Racial discord a useful tool for leftist politicians
By: Rachel Marsden
Why have race relations in the United States so drastically disintegrated
under a president who had set out to improve them? The answer lies in the
leftist ideology of the president in question.
Activist groups staged nationwide protests last week after two black men -- one in Louisiana and one in Minnesota, each reportedly carrying a gun -- were fatally shot by police. At a protest in Dallas, five law enforcement officers were killed by a man who, according to police, had "stated he wanted to kill white people, especially white officers."
On July 7, hours before the chaos in Dallas, the FBI's New Orleans division had issued a report alerting law enforcement in Louisiana to several social media posts calling for riots and for the killing of police.
After the police shootings in Louisiana and Minnesota, President Obama had tried to rationalize the anger of minority activist groups.
"When incidents like this occur," Obama said, "there's a big chunk of our fellow citizenry that feels as if because of the color of their skin, they are not being treated the same."
But after the attack on law enforcement in Dallas, Obama tried to quell the flames he had stoked earlier.
"Let's be clear, the president said. "There is no possible justification for these kinds of attacks or any violence against law enforcement."
He's right: There is no excuse for using race -- or anything else -- as a pretext for domestic terrorism and anarchy. But Obama's earlier statements only exacerbated the anger of minorities by promoting a sense of victimization and racial tension.
There is no exit strategy for dealing with racial conflict. It's the kind of conflict that leftists like because it keeps people dependent on leftist politicians, who ultimately never resolve anything. If leftist politicians were capable of solving such problems, perhaps we would have seen a decrease in racial strife during the eight years of the Obama presidency. Unfortunately, that hasn't been the case.
The focus on racism only serves to permanently imprison people in a victim's mindset, making them feel that they're unable to change their own lives for the better. It leaves people very easily manipulated by politicians who tell them what they want to hear.
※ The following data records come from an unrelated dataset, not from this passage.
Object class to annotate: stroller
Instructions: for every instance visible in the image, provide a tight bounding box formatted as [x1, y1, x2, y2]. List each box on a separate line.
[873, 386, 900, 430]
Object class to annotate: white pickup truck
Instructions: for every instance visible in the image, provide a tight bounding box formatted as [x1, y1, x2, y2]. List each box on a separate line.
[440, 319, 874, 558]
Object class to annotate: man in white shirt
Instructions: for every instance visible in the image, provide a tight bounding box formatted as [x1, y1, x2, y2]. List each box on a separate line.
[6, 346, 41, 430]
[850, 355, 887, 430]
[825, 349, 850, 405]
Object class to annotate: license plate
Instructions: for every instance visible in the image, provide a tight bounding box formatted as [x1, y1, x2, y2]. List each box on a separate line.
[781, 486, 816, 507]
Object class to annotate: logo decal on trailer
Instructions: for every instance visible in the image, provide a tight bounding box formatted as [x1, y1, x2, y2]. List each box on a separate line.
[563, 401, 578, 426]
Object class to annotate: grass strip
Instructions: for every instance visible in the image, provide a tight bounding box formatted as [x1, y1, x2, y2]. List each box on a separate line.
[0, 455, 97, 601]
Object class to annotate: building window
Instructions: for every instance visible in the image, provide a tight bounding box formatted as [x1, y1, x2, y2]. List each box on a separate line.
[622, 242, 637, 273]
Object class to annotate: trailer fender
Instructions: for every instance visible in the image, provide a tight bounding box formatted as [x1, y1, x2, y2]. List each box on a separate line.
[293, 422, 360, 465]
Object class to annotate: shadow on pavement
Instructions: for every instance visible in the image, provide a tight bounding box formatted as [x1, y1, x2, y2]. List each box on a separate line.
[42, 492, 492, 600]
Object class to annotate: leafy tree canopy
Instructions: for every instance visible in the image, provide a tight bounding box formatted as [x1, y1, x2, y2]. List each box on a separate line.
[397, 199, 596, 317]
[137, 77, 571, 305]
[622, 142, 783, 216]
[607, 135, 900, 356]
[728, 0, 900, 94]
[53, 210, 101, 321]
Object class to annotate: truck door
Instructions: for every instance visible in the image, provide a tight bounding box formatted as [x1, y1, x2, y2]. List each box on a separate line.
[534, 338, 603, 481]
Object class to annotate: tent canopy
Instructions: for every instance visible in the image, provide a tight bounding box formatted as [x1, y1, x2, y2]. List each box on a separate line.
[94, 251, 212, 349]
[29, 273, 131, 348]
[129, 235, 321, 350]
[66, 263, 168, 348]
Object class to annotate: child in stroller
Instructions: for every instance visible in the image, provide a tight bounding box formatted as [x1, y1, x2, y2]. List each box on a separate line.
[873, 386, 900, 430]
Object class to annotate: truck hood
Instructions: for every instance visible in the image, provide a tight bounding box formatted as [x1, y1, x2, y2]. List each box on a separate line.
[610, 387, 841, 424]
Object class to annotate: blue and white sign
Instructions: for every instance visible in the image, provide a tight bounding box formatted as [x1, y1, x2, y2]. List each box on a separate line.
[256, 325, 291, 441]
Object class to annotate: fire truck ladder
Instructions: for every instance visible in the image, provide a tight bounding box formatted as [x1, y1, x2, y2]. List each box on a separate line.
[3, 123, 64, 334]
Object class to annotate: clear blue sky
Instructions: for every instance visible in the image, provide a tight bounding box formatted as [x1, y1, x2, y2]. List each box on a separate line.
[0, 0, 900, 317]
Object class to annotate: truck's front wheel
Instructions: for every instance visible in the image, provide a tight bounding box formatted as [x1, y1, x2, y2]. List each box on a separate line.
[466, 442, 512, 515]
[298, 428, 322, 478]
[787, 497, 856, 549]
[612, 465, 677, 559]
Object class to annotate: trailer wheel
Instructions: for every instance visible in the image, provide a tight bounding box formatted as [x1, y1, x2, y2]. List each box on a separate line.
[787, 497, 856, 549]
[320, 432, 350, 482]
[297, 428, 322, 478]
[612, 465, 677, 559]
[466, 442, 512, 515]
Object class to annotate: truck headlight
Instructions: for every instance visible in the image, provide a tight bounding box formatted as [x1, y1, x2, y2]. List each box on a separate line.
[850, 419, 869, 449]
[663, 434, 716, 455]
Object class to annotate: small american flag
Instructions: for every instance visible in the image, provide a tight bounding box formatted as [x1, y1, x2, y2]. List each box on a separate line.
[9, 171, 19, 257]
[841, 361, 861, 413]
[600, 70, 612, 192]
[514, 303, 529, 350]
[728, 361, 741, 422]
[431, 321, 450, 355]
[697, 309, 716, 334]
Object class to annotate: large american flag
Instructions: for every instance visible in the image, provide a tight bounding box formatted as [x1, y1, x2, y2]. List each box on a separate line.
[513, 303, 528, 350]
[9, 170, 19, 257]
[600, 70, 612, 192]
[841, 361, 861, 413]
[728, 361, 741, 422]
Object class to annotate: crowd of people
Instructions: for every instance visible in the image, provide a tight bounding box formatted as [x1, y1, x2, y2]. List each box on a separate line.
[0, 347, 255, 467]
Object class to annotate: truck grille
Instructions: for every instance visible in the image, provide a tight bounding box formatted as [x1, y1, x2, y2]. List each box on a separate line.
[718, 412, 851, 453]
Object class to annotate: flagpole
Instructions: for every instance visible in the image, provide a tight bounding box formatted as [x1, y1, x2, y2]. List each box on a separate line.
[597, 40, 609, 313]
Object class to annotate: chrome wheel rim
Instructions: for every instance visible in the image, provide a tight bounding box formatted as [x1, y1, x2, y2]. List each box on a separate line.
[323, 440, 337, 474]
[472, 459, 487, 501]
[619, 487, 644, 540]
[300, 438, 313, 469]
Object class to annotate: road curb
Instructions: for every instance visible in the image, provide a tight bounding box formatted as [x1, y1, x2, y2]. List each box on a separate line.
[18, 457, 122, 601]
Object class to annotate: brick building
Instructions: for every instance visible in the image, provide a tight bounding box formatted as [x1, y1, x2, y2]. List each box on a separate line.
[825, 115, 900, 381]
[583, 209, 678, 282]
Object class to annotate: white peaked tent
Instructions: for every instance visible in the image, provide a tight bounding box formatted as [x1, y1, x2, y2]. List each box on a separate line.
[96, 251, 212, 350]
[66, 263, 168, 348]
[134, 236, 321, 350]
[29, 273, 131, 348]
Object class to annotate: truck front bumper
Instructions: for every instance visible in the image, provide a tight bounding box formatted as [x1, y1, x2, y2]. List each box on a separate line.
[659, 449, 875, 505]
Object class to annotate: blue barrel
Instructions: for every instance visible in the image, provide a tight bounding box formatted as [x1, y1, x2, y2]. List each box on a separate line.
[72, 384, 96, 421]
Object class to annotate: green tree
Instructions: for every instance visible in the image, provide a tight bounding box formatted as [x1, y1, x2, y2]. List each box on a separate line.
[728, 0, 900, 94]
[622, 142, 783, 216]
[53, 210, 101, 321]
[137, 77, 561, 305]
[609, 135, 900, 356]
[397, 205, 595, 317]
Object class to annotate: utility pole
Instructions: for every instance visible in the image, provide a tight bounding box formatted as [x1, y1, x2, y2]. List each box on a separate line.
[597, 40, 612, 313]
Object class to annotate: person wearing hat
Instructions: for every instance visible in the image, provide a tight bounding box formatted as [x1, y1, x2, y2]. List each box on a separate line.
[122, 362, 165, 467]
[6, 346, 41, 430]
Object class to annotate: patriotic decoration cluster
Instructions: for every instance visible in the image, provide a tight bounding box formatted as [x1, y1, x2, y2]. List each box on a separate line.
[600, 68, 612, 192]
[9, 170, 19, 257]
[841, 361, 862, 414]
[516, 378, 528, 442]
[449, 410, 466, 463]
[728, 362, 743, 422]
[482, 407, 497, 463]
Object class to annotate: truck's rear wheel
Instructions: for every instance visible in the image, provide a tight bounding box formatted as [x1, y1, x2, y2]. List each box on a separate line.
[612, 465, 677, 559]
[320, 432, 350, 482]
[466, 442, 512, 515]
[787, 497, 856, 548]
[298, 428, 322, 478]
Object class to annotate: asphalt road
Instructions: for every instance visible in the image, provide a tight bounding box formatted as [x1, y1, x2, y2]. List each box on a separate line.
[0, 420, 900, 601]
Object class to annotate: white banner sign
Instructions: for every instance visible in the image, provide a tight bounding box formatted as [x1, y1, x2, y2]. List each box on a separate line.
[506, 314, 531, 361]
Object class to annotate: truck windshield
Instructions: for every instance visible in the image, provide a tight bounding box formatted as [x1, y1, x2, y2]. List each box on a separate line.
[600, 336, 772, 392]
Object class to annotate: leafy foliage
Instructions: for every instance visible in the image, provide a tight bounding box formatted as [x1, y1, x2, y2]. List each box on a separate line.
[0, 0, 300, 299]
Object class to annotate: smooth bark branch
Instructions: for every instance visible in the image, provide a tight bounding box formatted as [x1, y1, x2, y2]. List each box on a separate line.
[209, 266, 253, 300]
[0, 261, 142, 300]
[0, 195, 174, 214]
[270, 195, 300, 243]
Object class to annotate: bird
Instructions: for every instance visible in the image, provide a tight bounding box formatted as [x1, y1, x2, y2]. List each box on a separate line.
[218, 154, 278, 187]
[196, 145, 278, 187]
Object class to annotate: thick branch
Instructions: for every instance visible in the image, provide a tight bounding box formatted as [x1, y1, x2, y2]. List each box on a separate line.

Violence isn't going to improve anyone's lot in life. It's an illogical, emotional reaction to perceived grievances.
Racism and the perception of social disparity is being used in America -- as well as in other Western democracies, such as France -- as a pretext to undermine the rule of law in the same way that socialist guerrilla terrorist groups used civil rights issues as an excuse to wreak havoc in Europe and America in the 1960s and 1970s. Those groups emerged in the wake of Axis authoritarianism and were given far too much leeway by the establishment. Western leaders saw it as a rebellion against mom and dad's generation, which young socialists held responsible for the rise of authoritarian figures as Hitler, Mussolini and Franco.
Today, activist groups aren't rejecting authoritarianism, but rather the basic rule of law that serves as the cornerstone of civilized nations.
The protest cycle of the '60s and '70s ended with the election of a president who inspired people to help themselves: Ronald Reagan. This latest American protest cycle will only end with the same type of leader coming to power.
America is a country of laws that are passed by elected representatives and enforced by appointed officers. This system may not always function perfectly, but it's what sets America apart from many deeply flawed nations worldwide. When the law is no longer upheld, or when its enforcers are killed in cold blood because of their role, it's the beginning of the end of functional democracy.
The generation that came of age during the '60s and '70s is now in power. Obama was steeped in strategic victimology as a community organizer in Chicago. Hillary Clinton is a product of the civil rights generation, which saw the emergence of terrorist groups like Weather Underground and the Black Panthers. The day after the shootings in Dallas, Clinton praised the fallen officers and offered condolences to their families, then quickly brought the subject back to "systemic racism" in police departments.
The solution? It's to elect her, of course. Because she'll fix everything for those who find themselves the target of racism -- just as Obama promised to do.